Fig. 9.

EGFR overexpression in HMVEC-Ls increases EC responsiveness for TSP1 EGF-like repeats. Adenovirus encoding for human EGFR (Ad-EGFR) or green fluorescent protein (GFP) (Ad-GFP) were packaged and amplified in human embryonic kidney 293 cells. A: HMVEC-Ls cultured to confluence in 60-mm dishes were incubated with media alone or infected with packaged Ad-EGFR at 10⁵-10⁸ plaque forming units per dish, i.e., at approximate multiplicities of infection (MOIs) of 1, 10, 50, 100, 150, 200, and 500, respectively. At 24 h, the cells were lysed and the lysates processed for immunoblotting for EGFR. The blots were stripped and reprobed for phosphoEGFR (Y1068) and again for β-tubulin to indicate protein loading and transfer.

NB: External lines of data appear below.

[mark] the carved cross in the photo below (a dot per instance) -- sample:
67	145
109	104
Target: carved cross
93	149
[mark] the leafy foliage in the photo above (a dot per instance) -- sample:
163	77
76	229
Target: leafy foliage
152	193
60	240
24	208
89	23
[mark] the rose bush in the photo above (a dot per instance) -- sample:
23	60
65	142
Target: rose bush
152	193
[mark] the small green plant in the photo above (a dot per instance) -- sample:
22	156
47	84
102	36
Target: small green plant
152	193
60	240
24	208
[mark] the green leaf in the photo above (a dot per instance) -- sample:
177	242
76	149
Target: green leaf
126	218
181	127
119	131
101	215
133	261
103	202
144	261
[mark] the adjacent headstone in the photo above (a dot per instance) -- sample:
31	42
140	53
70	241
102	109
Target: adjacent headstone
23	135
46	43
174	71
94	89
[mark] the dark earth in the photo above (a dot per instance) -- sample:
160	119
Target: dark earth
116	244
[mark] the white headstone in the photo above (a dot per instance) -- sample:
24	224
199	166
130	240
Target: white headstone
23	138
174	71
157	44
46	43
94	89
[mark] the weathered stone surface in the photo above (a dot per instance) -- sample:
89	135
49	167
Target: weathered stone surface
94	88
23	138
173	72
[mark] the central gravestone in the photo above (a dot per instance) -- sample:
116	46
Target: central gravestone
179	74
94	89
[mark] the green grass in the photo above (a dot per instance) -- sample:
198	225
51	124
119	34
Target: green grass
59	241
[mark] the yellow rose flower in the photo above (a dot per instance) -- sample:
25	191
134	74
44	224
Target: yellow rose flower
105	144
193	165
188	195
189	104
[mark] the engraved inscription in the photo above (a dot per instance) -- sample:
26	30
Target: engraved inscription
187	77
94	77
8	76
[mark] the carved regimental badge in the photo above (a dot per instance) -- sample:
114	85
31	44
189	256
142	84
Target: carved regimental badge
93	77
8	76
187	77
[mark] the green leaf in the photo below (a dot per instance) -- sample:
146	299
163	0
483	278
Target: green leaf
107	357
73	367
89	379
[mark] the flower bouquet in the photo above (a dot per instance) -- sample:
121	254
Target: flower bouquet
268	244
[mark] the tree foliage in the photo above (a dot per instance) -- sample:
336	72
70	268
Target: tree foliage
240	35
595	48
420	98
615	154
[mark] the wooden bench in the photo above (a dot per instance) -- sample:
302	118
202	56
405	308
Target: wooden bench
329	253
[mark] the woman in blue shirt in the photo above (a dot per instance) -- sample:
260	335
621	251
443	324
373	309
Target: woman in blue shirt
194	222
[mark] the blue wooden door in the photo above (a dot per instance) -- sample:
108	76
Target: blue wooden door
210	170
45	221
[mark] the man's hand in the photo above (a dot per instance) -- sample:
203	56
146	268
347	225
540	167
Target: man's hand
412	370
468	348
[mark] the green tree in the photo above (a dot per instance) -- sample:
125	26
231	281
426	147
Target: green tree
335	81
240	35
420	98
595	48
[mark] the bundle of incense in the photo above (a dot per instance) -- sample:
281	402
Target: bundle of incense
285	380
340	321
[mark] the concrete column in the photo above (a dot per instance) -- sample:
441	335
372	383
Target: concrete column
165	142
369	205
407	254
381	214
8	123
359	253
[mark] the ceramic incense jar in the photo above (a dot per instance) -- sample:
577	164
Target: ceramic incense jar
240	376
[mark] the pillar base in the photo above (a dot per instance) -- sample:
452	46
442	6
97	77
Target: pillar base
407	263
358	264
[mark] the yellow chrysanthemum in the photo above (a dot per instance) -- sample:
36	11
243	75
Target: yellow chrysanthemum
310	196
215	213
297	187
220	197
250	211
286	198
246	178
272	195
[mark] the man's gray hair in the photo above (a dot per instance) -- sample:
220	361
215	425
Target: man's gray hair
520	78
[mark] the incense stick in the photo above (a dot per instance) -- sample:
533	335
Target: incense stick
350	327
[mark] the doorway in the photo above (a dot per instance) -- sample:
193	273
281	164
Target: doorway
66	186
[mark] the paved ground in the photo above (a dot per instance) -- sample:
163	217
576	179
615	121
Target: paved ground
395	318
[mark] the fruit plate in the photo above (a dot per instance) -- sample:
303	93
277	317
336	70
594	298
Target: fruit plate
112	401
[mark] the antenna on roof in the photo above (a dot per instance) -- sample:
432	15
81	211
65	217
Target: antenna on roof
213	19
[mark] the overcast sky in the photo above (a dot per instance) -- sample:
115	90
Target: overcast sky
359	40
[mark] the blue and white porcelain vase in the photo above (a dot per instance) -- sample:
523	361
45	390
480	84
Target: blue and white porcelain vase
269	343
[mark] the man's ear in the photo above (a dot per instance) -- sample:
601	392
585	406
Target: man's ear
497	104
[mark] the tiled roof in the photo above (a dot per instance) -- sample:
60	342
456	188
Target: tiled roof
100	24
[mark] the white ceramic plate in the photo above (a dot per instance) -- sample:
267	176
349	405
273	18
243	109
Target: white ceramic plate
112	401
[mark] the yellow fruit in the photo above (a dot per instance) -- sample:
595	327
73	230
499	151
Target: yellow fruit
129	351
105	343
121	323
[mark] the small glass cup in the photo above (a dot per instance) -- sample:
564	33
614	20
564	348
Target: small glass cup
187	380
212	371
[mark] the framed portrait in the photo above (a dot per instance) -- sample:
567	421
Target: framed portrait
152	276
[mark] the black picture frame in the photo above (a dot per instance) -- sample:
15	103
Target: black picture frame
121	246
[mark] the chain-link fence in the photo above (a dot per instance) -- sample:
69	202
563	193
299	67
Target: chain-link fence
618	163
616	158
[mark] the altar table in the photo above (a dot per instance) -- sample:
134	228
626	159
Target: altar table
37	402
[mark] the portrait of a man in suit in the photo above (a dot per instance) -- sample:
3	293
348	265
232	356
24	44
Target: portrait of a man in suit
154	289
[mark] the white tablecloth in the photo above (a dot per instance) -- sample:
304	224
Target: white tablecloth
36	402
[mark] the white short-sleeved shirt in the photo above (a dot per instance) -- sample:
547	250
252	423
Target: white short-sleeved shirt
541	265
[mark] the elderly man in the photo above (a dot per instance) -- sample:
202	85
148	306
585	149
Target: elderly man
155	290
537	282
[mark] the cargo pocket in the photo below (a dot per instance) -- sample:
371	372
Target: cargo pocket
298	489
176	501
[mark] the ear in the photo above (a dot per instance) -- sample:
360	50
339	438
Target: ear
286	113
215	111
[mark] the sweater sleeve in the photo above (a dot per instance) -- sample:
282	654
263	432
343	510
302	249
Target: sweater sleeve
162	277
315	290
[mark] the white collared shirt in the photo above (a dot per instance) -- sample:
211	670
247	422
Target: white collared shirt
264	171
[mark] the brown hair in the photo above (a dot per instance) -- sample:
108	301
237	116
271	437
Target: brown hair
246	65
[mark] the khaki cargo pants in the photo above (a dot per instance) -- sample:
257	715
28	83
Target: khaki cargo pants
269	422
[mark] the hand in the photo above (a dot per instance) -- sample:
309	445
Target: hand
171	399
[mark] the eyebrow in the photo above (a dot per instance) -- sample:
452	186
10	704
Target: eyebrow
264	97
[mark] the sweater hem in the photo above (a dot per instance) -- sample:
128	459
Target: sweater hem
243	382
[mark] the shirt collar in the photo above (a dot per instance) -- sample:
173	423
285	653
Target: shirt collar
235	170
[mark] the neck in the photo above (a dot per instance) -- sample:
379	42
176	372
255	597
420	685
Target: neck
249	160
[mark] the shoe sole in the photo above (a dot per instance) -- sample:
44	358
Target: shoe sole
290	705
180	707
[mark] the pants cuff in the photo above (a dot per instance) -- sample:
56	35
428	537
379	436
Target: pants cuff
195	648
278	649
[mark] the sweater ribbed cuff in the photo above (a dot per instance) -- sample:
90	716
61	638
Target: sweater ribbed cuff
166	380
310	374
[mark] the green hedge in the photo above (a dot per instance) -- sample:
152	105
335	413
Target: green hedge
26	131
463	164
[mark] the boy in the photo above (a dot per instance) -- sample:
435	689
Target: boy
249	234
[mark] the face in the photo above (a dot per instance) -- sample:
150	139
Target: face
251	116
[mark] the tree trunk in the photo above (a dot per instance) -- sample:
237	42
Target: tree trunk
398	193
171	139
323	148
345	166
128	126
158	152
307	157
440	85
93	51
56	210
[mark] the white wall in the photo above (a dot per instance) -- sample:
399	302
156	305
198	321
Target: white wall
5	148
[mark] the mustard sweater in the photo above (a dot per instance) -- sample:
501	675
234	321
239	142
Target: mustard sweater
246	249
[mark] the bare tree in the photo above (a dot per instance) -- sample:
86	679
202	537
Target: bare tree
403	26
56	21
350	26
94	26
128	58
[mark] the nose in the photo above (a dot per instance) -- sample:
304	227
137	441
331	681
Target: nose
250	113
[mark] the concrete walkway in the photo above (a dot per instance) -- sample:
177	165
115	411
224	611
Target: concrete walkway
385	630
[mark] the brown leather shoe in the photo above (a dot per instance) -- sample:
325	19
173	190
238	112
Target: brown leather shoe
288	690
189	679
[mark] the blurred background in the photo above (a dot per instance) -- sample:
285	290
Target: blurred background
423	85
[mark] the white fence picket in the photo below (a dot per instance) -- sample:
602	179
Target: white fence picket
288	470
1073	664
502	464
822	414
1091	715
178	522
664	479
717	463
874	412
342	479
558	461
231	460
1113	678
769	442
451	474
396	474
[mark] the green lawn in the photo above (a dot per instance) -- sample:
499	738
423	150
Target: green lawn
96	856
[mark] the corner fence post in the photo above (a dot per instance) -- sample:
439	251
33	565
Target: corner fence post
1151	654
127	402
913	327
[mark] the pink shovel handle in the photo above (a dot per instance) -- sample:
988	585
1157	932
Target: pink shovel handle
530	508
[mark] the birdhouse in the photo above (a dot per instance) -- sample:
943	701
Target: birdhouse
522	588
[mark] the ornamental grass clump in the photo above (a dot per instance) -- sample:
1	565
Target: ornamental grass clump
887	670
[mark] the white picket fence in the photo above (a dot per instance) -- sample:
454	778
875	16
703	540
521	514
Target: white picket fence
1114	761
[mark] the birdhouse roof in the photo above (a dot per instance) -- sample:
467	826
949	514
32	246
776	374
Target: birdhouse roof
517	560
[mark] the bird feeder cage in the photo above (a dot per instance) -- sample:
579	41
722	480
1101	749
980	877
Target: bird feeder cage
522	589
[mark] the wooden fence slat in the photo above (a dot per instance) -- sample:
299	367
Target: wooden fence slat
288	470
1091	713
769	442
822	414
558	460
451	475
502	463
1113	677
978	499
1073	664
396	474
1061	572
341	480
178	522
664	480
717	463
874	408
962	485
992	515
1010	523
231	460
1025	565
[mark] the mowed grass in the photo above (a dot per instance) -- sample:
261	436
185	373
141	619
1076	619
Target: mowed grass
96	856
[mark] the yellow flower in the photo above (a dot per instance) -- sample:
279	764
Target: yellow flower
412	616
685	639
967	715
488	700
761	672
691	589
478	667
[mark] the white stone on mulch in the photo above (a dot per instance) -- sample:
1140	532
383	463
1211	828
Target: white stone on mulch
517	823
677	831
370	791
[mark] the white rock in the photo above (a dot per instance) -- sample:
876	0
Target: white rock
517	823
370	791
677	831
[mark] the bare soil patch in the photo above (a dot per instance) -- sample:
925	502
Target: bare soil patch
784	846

B: HMVEC-Ls were cultured to postconfluence in barrier assay chambers, after which they were infected with either Ad-EGFR or Ad-GFP at increasing MOIs (0–200), after which transendothelial ¹⁴C-BSA flux was measured. C and D: postconfluent HMVEC-Ls were infected with Ad-EGFR or Ad-GFP at an MOI of 150. After the baseline barrier integrity for each infected monolayer was established, the cells were exposed for 6 h to EGF (100 ng/ml) (C), increasing concentrations of recombinant TSP1 EGF-like repeats (D), or medium alone (C and D), after which barrier function was assayed. *Significantly increased compared with either the simultaneous Ad-GFP (B and D) or medium (C) controls at P < 0.05.